La struttura ricettiva è stata messa in vendita nell'ottobre del 2025. Il prezzo richiesto era di un milione e centoquaranta mila euro. Le somme oggetto dell'indagine sarebbero state indirizzate proprio verso questo relais. I pagamenti sarebbero avvenuti in sei diverse tranche. L'ammontare totale dei fondi contestati ammonterebbe a tre milioni e 90 mila euro. Questi flussi finanziari sono ora sotto la lente d'ingrandimento degli inquirenti.
Flussi di denaro e sovrafatturazione
L'atto di acquisto del relais risale all'aprile del 2019. L'accordo è stato stipulato tra due coindagati dell'ex funzionario, Enrico Fincati e Nicola Franzoso, e la proprietaria del terreno. Il prezzo totale indicato nell'atto era di 850 mila euro. Nello stesso anno, la società Sind avrebbe erogato ulteriori 921 mila euro. Questi fondi sarebbero stati trasferiti come finanziamenti infruttiferi alla società agricola proprietaria del relais. Nel 2020, il contributo della Sind è aumentato ulteriormente. Ammontava a un milione e 316 mila euro.

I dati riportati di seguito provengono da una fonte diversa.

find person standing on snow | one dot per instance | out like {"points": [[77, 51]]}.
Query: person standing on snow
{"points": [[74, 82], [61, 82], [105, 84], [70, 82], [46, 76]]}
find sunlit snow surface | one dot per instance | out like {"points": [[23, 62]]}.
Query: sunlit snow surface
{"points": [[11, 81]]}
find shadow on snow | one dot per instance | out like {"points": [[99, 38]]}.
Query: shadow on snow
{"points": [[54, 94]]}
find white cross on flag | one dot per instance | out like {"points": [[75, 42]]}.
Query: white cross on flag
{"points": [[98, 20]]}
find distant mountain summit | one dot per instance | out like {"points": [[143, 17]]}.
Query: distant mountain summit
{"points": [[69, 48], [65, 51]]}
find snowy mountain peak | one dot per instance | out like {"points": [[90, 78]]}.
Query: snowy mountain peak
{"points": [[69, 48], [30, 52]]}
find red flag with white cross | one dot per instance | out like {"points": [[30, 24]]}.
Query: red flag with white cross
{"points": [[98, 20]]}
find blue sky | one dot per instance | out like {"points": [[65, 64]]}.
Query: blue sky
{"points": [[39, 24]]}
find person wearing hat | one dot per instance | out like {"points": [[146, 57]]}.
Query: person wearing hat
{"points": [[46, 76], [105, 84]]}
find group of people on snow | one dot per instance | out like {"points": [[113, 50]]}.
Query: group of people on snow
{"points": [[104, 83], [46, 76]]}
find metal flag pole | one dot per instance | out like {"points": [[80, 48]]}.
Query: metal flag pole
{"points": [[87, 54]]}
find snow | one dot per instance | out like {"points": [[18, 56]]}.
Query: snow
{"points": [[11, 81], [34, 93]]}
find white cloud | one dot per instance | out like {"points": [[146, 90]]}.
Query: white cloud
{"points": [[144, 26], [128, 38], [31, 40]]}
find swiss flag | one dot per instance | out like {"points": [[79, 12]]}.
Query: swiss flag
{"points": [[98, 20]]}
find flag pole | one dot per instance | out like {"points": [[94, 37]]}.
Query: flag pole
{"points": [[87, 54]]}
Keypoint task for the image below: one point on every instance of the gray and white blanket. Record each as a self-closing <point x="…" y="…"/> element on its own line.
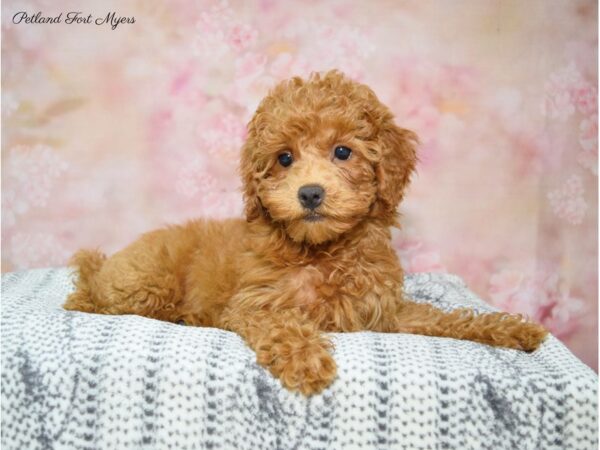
<point x="76" y="380"/>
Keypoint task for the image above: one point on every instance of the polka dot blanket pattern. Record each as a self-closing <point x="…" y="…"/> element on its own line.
<point x="82" y="381"/>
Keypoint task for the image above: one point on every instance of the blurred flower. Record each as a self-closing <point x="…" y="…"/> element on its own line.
<point x="567" y="202"/>
<point x="242" y="36"/>
<point x="31" y="173"/>
<point x="36" y="250"/>
<point x="588" y="138"/>
<point x="540" y="296"/>
<point x="566" y="90"/>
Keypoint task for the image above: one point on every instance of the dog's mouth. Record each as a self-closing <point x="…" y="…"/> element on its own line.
<point x="313" y="217"/>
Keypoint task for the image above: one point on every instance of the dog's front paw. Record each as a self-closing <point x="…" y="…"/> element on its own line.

La procura di Roma definisce questo fiume di denaro come «caratterizzato da dispersione di risorse finanziarie». Le somme sarebbero state erogate tramite un meccanismo di sovrafatturazione. Questo sarebbe avvenuto rispetto alla prestazione oggetto della commessa. Gli inquirenti sottolineano i legami tra i due imprenditori, Fincati e Franzoso. Essi sarebbero legati da vincoli di interesse privato con il funzionario pubblico, Giuseppe Del Deo. Quest'ultimo avrebbe negoziato la commessa. Era anche delegato ad operare sul conto corrente della pubblica amministrazione utilizzato per remunerare la società fornitrice.

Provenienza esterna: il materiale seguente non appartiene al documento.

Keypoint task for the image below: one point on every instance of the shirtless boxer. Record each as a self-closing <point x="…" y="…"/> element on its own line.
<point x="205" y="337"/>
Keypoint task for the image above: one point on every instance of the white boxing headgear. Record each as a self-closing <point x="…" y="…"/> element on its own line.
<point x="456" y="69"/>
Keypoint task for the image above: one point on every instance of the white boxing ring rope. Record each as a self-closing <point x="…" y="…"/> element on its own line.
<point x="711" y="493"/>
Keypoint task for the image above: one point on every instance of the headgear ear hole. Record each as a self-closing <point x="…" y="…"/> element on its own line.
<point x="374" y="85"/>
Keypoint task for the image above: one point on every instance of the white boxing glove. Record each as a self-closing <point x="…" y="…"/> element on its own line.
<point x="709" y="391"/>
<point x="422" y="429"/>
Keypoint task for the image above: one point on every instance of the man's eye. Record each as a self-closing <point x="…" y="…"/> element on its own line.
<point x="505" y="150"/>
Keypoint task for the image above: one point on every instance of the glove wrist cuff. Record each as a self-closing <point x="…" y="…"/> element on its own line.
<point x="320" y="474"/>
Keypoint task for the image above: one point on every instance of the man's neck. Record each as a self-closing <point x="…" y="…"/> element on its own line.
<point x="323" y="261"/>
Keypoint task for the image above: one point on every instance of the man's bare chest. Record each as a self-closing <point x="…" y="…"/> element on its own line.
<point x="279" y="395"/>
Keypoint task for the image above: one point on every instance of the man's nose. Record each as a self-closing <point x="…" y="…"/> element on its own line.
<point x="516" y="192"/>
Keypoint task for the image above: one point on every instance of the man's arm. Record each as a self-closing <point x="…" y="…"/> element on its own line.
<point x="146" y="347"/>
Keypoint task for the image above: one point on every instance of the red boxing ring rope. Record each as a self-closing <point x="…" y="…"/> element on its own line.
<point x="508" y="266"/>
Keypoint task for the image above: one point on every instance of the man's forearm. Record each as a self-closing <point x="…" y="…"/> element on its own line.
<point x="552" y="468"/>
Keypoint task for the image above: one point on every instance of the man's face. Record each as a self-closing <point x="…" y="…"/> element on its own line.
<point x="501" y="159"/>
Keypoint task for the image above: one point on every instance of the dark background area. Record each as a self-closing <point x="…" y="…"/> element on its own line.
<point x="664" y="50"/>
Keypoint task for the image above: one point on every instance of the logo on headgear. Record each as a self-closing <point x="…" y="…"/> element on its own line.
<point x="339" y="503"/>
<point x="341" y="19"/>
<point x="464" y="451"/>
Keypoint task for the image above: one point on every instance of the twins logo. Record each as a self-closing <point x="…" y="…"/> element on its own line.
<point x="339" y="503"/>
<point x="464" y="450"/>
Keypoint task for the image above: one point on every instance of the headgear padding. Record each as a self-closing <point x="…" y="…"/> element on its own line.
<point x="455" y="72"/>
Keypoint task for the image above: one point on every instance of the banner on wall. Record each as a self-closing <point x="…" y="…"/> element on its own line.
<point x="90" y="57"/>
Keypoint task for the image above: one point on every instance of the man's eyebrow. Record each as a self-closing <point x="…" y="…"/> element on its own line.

Indizi a sostegno dell'accusa
A sostegno della tesi della procura vi sono diversi elementi concreti. Il telefono cellulare di Giuseppe Del Deo ha agganciato più volte la cella telefonica nei pressi del relais. Questo dato geografico suggerisce una sua presenza frequente nella zona. Inoltre, due stretti collaboratori dell'ex funzionario avrebbero avuto contatti con la venditrice del terreno. Questi collaboratori sarebbero stati avvistati più volte in Umbria. Questi indizi rafforzano l'ipotesi di un coinvolgimento diretto e personale dell'ex 007 nella gestione e negli affari del relais.